Am overwhelmed. Immediate reaction is to say ‘No way,’ but conquer it.

‘What did they say? How much did you say the clothes were? Have they sold any yet? Oh, Rose, do you think I can give up the Vanden Plaz brochure contract now?’

Rose is cautious. ‘No, I think that would be a mistake, but you should be able to if your stuff goes down well. I charged them one hundred and fifty pounds per garment. I know you only said one hundred, but really Venetia, you’ve got to be able to make something out of this, and don’t forget, you have to make the garments.’

Extraordinary. Can Rose honestly think I knitted those cardigans, or cut out and sewed that skirt? Just shows how little idea she has about sewing or clothing manufacture. I think the skirt even had an old label in it from the chain store I bought it in years ago. Still, if that’s what she thinks, who am I to disabuse her?

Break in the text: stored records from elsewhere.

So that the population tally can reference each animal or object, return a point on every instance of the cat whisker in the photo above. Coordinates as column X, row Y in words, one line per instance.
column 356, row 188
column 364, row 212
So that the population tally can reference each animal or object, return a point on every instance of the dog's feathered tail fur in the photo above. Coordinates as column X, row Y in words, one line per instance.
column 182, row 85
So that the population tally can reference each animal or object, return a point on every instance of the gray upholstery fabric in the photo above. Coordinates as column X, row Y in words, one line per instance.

She is still talking, but my mind has wandered. Staring out of the kitchen window, I spot The Beauty flitting behind the washing line, an egg in each hand and three of the most scraggy-looking hens following her. Her voice carries in on the balmy spring air.

‘Come on hens, let’s have a boiled egg and soldiers now.’

Suddenly do not want to think about work, so cut Rose short.

‘Sorry, I’ve got to go. I’ll send you them as soon as they’re made, shall I? Bye.’ Slap telephone back in its cradle and it immediately rings again. I ignore it and walk out into the yard, growing visibly taller, as taught in my yoga class, by breathing deeply and exhaling and thus experiencing total serenity. For a millisecond. Ghastly wailing indicates that The Beauty’s boiled-egg breakfast with the hens has not gone well. Follow the sound round to her sandpit and meet a circus-ring scene. The three hens are lying in a row in The Beauty’s sandpit, evidently enjoying a dust-bath. The eggs are neatly placed in the sand in front of them, and The Beauty is prancing about waving a magician’s wand and glaring.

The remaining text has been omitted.